Hating the “sinners”: Graphing how Americans talked about sin since 1800

In our language, sin is increasingly something we do, not something that defines us.

Photo by April/rottnapples via Flickr https://www.flickr.com/photos/rottnapples/9286019703/
This graphic is not offered for republication.

This graphic is not offered for republication.

Americans don’t talk about sin they way they used to. We may still “sin” but we’re less likely to be “sinners.”

I decided to look at how Americans have written about sin after reading a Christianity Today piece on Lester Ruth‘s research on older hymns and contemporary worship songs. The Duke Divinity School professor compared the language in the 70 most popular hymns prior to1860 with 110 praise songs that topped the charts since 1989. Among his findings was a difference in how “sin” is used:


Ruth also found today’s praise songs never use sin as a verb per se, only as a noun; hymns predominantly use sin as a noun (including sinner) and occasionally as a verb (including sinning).

But hymns and evangelical worship songs aren’t the only place people talk about sin. How do we talk about sin? Do people talk about sin as a verb or noun? Are we “sinners” or people who “sinned”? Or, to turn the phrase: do we love the “sinner” and hate “to sin”?

To track the possible change in language, I used Google Ngram viewer. This database tracks the relative frequency of words published each year. After trying several versions of “sin”, I compared the most common noun (“sinner”) and the most common verb (“sinned”). The graph shows the percentage difference each year (e.g., 100% means “sinner” occurs twice as often as “sinned”). So, a decline doesn’t mean sin is more or less a topic in books; a decline means that “sinner” is used less often compared to the use of “sinned.”

The graph shows changes in the discussion of sin, with Americans less likely to talk about “sinners” even when talking about sinning.

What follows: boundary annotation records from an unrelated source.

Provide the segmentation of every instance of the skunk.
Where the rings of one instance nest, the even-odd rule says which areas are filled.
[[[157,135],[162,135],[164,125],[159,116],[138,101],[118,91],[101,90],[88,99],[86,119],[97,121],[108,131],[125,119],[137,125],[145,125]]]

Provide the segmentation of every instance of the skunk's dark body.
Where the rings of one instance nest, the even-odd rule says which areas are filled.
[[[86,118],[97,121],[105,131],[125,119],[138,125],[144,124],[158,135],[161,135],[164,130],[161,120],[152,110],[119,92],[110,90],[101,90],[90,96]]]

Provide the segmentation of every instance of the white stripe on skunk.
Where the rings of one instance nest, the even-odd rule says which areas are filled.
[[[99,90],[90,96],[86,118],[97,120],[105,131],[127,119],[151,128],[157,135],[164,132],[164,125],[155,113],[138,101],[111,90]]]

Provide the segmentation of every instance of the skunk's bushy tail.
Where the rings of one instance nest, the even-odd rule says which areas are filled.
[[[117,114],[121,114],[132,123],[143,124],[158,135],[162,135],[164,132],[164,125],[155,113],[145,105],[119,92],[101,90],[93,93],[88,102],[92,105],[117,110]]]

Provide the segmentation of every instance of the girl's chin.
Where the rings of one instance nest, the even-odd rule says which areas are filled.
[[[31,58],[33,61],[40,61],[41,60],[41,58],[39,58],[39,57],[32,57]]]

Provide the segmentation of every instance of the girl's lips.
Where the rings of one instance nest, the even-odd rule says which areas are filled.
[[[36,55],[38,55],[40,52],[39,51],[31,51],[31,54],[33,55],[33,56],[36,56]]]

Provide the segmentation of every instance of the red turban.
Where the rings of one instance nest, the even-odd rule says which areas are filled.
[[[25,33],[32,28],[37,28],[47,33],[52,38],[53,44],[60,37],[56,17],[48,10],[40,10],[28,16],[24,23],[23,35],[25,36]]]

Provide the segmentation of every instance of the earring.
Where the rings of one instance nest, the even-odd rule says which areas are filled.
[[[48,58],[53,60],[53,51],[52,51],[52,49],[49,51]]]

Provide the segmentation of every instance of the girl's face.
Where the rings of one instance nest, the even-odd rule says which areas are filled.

There are three general eras in the graph:

  • 1800-1860s. Prior to 1860, people wrote “sinners” three times for every one “sinned.”
  • 1860s-1900. The major decline in “sinners” (vis-a-vis “sinned”) came in the second half of the 19th Century.
  • 1900-1960s. The relative difference between “sinned” and “sinner” remained steady until the 1960s, when it declined again.
  • 1960s-2000’s. The changes over the past fifty years may appear small, but they’re important. Americans were twice as likely to write about a “sinner” (vis-a-vis “sinned”) in 1960 than in 2000.

This snapshot (and quick one at that) shows a change for a view of sin as something that embodies a person. Sin is something we do, but it doesn’t define us.